Hayom Yom draws a parallel between the tactile experience of donning tefillin and the emotions of love and awe for G‑d. It suggests, "Just as the mitzvah of tefillin has its specific placement on the head and arm, and one tangibly feels the heft of the head-tefilla and the snug embrace of the hand-tefilla, so too should our emotions of ahava (love) and yira (awe) for G‑d resonate with a similar palpability."

While many view religious rituals as entry points into the spiritual realm, there's a profound depth lurking beneath these outward actions. Take the mitzvah of tefillin as an example. It isn't merely a ritual; it's a multi-sensory experience that symbolizes our enduring bond with the Divine. Each wrap around the arm, each positioning on the forehead, serves not just as a physical act, but as a tactile reaffirmation of our covenant. The lingering question, then, is this: Can these tangible experiences genuinely echo the depth and intensity of our emotional connection with G‑d?

The Psalmist exclaims: "Taste and see that the Lord is good!" (Psalms 34:8). The sages understand this not merely as poetic language but an exhortation to experience G-d in a way that's palpable, almost sensory.
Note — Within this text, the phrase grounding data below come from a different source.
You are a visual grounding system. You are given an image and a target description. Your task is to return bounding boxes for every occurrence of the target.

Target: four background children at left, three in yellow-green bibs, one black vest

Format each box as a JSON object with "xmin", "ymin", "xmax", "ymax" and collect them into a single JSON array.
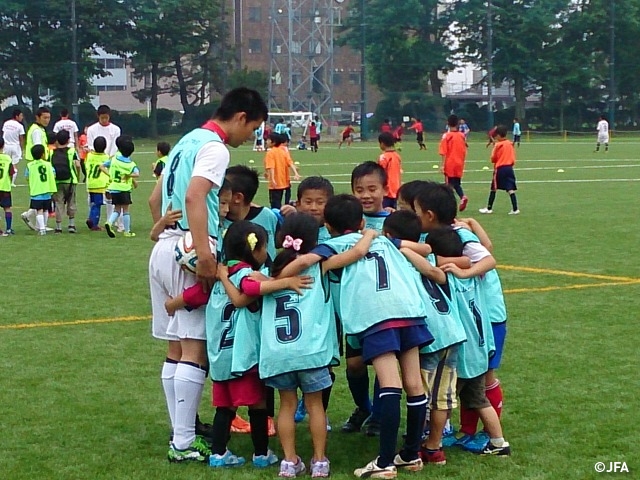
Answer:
[{"xmin": 15, "ymin": 130, "xmax": 140, "ymax": 238}]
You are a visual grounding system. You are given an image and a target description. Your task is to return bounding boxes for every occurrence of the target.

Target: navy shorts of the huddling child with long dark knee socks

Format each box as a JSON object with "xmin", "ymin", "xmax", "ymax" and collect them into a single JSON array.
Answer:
[{"xmin": 362, "ymin": 324, "xmax": 433, "ymax": 363}]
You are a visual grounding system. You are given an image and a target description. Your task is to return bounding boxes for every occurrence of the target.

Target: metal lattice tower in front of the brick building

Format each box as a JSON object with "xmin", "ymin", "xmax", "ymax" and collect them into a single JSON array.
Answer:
[{"xmin": 269, "ymin": 0, "xmax": 342, "ymax": 115}]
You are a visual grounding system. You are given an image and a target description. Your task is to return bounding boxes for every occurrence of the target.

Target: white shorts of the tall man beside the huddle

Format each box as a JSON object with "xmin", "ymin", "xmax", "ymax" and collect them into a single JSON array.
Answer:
[{"xmin": 149, "ymin": 235, "xmax": 206, "ymax": 341}]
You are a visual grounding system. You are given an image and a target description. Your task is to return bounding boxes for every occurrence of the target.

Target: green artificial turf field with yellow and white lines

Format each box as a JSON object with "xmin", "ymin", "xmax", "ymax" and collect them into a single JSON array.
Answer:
[{"xmin": 0, "ymin": 135, "xmax": 640, "ymax": 480}]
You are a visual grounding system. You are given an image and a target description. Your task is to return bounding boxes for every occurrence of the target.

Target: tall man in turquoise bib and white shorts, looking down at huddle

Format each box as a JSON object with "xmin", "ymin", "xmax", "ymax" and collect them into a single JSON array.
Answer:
[{"xmin": 149, "ymin": 88, "xmax": 267, "ymax": 462}]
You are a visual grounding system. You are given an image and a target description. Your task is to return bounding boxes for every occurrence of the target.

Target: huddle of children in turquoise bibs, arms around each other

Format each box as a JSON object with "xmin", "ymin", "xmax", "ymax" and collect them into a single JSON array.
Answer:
[{"xmin": 158, "ymin": 162, "xmax": 510, "ymax": 478}]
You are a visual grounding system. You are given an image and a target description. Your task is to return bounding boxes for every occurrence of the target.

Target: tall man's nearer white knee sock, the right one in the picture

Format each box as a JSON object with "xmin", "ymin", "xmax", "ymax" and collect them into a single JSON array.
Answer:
[{"xmin": 173, "ymin": 362, "xmax": 207, "ymax": 450}]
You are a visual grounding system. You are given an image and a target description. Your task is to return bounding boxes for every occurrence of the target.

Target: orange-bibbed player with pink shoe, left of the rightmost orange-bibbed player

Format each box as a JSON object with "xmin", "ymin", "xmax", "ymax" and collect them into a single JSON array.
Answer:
[{"xmin": 439, "ymin": 115, "xmax": 469, "ymax": 212}]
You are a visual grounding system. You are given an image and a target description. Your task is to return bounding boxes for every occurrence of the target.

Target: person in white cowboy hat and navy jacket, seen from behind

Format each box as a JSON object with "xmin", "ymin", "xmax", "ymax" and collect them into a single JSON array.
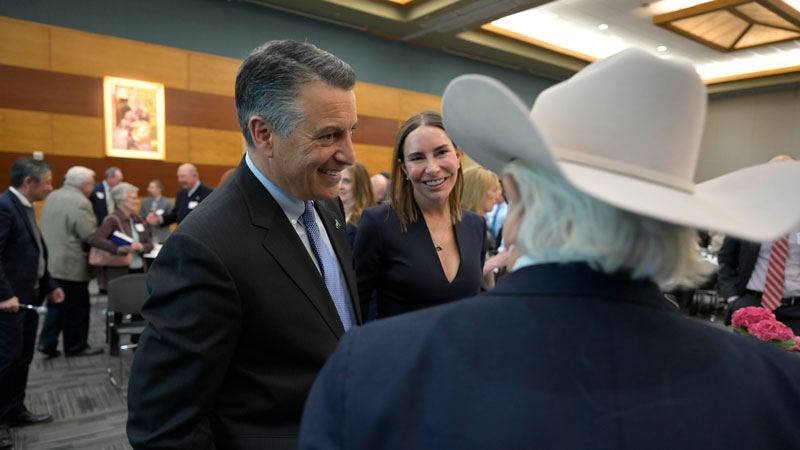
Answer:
[{"xmin": 300, "ymin": 49, "xmax": 800, "ymax": 449}]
The Torah’s directive in Deuteronomy is unambiguous: "And you shall love the Lord your G-d with all your heart, with all your soul, and with all your might." (Deuteronomy 6:5). Rashi, commenting on this, asks why the verse specifies "with all your heart" and explains that it refers to serving G-d with both our inclinations – the good and the evil, suggesting a totality in our devotion.

The Talmud, in Berachot 54a, explores the experiential aspect of spirituality. When discussing individuals who witness places of past miracles, it notes: "One who sees the place... recites a blessing." This is not mere formality but an outpouring of deep, visceral emotion. The act of reciting a blessing becomes the channel for an overwhelming sensation of gratitude and awe.
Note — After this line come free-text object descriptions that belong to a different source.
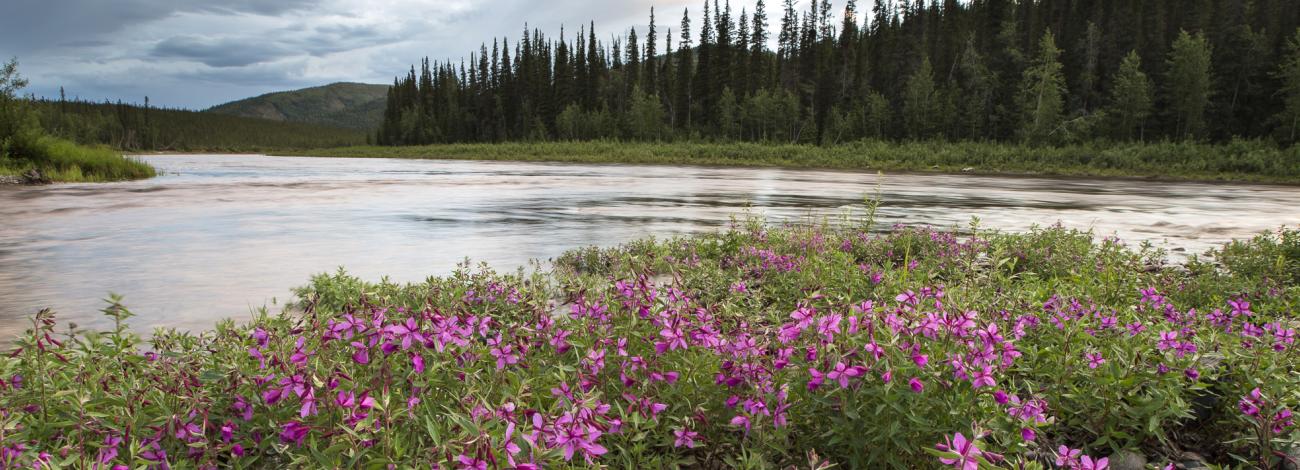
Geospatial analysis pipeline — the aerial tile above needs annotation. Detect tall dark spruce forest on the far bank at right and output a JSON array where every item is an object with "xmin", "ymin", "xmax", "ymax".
[{"xmin": 376, "ymin": 0, "xmax": 1300, "ymax": 144}]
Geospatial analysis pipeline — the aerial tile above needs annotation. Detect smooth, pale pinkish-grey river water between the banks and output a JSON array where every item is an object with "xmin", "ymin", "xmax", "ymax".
[{"xmin": 0, "ymin": 156, "xmax": 1300, "ymax": 338}]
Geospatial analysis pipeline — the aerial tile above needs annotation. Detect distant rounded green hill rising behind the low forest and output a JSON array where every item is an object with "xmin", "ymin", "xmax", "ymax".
[{"xmin": 205, "ymin": 83, "xmax": 389, "ymax": 131}]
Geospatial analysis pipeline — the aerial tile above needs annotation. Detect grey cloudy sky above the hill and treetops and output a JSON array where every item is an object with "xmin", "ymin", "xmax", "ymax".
[{"xmin": 0, "ymin": 0, "xmax": 800, "ymax": 109}]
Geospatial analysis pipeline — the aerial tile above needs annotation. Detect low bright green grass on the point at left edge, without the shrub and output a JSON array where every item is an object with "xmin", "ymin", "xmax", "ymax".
[{"xmin": 0, "ymin": 136, "xmax": 157, "ymax": 183}]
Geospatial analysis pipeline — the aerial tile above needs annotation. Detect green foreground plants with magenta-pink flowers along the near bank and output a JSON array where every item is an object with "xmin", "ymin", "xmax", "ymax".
[{"xmin": 0, "ymin": 218, "xmax": 1300, "ymax": 469}]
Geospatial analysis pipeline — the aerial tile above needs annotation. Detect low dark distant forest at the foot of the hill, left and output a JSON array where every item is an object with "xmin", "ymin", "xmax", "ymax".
[{"xmin": 29, "ymin": 97, "xmax": 367, "ymax": 151}]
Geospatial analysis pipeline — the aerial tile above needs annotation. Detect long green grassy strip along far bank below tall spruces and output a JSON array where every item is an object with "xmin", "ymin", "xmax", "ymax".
[{"xmin": 282, "ymin": 140, "xmax": 1300, "ymax": 184}]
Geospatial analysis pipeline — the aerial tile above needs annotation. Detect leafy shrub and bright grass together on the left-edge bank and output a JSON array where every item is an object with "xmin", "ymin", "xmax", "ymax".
[{"xmin": 0, "ymin": 60, "xmax": 155, "ymax": 183}]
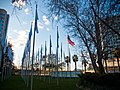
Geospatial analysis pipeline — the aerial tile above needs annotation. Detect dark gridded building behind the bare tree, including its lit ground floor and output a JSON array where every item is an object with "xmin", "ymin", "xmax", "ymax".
[{"xmin": 100, "ymin": 14, "xmax": 120, "ymax": 71}]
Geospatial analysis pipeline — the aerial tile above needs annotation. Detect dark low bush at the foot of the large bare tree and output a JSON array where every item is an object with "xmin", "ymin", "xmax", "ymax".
[{"xmin": 78, "ymin": 73, "xmax": 120, "ymax": 90}]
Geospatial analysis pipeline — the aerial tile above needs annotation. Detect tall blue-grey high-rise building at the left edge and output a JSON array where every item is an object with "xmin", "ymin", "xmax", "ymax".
[{"xmin": 0, "ymin": 9, "xmax": 9, "ymax": 67}]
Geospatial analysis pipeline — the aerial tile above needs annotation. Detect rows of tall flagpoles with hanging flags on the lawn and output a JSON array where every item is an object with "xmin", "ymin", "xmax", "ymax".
[{"xmin": 21, "ymin": 5, "xmax": 75, "ymax": 90}]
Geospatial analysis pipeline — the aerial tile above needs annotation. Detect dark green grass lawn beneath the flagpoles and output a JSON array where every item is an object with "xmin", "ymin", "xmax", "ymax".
[{"xmin": 0, "ymin": 76, "xmax": 78, "ymax": 90}]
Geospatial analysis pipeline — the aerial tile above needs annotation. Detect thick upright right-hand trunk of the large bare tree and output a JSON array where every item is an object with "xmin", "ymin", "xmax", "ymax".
[{"xmin": 90, "ymin": 0, "xmax": 105, "ymax": 74}]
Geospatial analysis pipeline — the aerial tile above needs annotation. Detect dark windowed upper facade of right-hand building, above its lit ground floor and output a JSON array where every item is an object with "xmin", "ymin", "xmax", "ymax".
[{"xmin": 101, "ymin": 14, "xmax": 120, "ymax": 58}]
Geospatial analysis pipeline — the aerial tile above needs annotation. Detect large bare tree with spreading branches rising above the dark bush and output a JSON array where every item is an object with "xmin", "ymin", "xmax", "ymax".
[{"xmin": 44, "ymin": 0, "xmax": 119, "ymax": 74}]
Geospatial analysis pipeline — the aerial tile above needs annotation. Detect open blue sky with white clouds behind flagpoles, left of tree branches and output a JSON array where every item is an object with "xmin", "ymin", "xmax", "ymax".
[{"xmin": 0, "ymin": 0, "xmax": 81, "ymax": 69}]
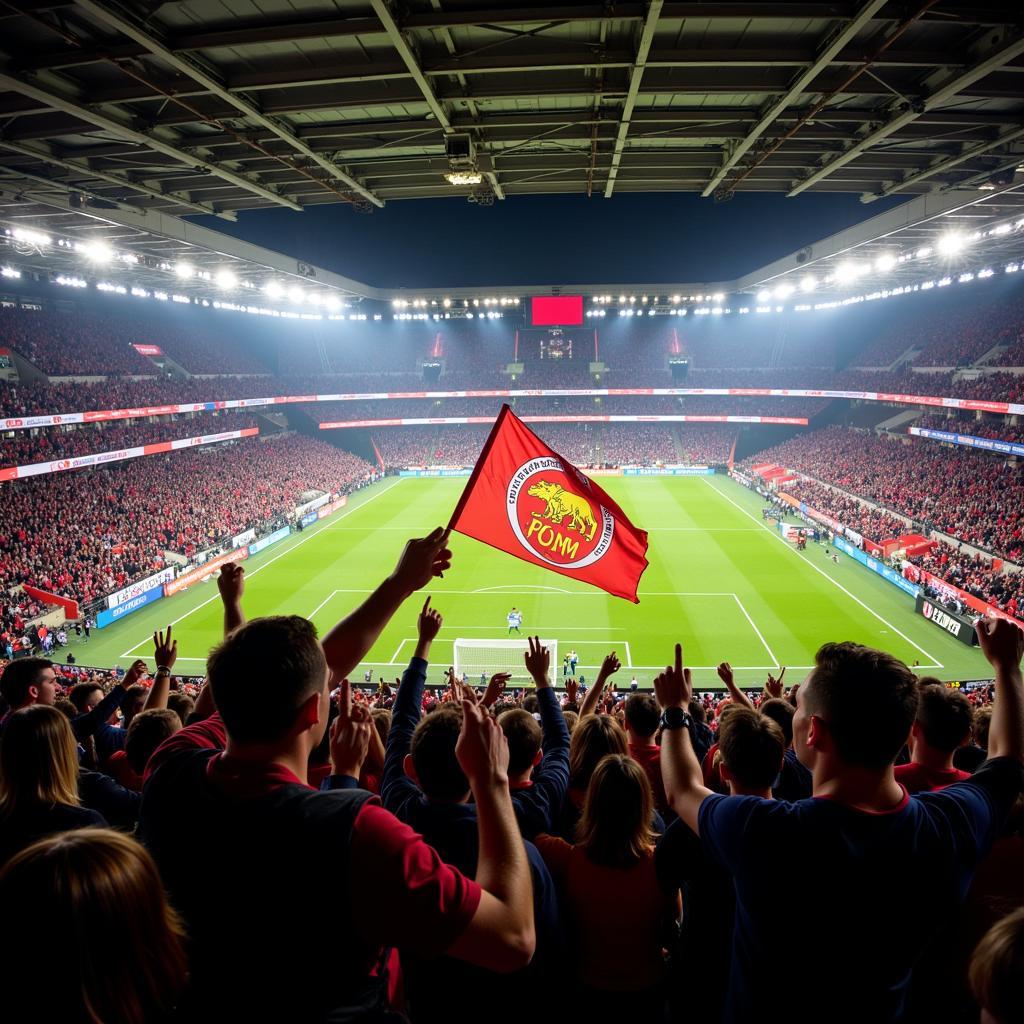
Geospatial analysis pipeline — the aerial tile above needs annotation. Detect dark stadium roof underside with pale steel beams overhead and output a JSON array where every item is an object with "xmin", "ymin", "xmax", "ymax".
[{"xmin": 0, "ymin": 0, "xmax": 1024, "ymax": 217}]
Yet, love is just one facet of our divine relationship. We are also called to revere G-d. Deuteronomy 10:20 implores: "You shall fear the Lord your G-d." This is not about dread but about a profound sense of respect and awe.

Rabbi Schneur Zalman of Liadi delves into this in the Tanya. He articulates the concept of reverence: "True fear... is his realization of G‑d’s true greatness." It's an awe that springs from comprehending the vastness of G-d and our humble place within His creation.

The Midrash (Bereshit Rabbah 21:6) expounds upon Abraham's experience with G-d, noting: "Abraham loved Him as one loves the place from which good emanates for him." And yet, Abraham's relationship was not just love; it was bound with profound awe.


Emotion must find expression. The Rambam, in Hilchot Teshuvah 10:3, elucidates: "The love of G‑d... propels the individual to pursue the commandments with passion." This is love that doesn't remain in the heart; it spills over into every action, every deed.

Rabbi Akiva, in the Midrash, poetically describes this love, likening the soul to a bird and the mitzvot as wings: "Just as a bird cannot fly without wings, so too a Jew cannot fathom life without the mitzvot."

Our journey through life's spiritual landscape is marked by tangible actions and profound feelings. But it's where these intersect, as the Hayom Yom reminds us, that we find the heart of our connection with the Divine. Like the tefillin that rests on our arms and foreheads, our love and awe for G-d should be ever-present, guiding us in every moment, with every heartbeat.